Infine, si segnala che il principio attivo denosumab è disponibile anche con il nome commerciale di Xgeva®, per la prevenzione di eventi correlati all’apparato scheletrico negli adulti con metastasi ossee da tumori solidi. Il rischio di fratture femorali atipiche, infatti, esiste anche per questo prodotto. 

Bibliografia 

1) Brown JP, Roux C, Törring O, Ho PR, Beck-Jensen JE, Gilchrist N, Recknor C,Austin M, Wang A, Grauer A, Wagman RB. Discontinuation of denosumab and associated fracture incidence: Analysis from the FREEDOM trial. J Bone Miner Res. 2012 Oct 29. 

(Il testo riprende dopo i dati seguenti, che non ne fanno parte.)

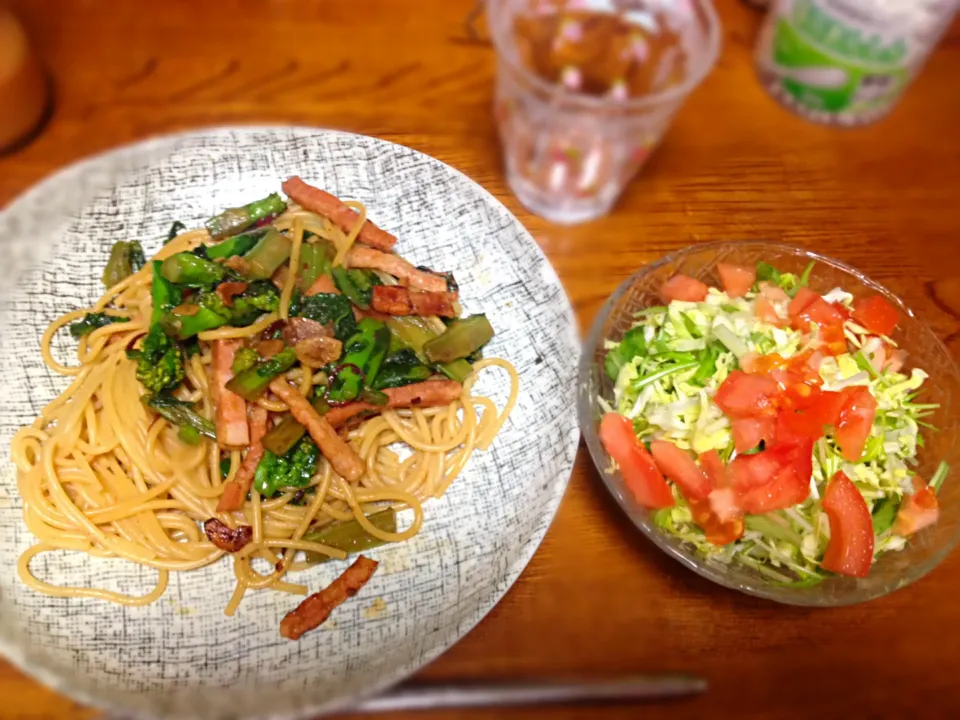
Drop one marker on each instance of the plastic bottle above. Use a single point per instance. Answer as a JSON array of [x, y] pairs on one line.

2) Shane E, Burr D, Ebeling PR, Abrahamsen B, Adler RA, Brown TD, Cheung AM,Cosman F, Curtis JR, Dell R, Dempster D, Einhorn TA, Genant HK, Geusens P,Klaushofer K, Koval K, Lane JM, McKiernan F, McKinney R, Ng A, Nieves J, O'Keefe R, Papapoulos S, Sen HT, van der Meulen MC, Weinstein RS, Whyte M; AmericanSociety for Bone and Mineral Research. Atypical subtrochanteric and diaphyseal femoral fractures: report of a task force of the American Society for Bone and Mineral Research. J Bone Miner Res. 2010; 25(11):2267-94. 

3) Whitaker M, Guo J, Kehoe T, Benson G. Bisphosphonates for osteoporosis--where do we go from here? N Engl J Med. 2012 May 31;366(22):2048-51.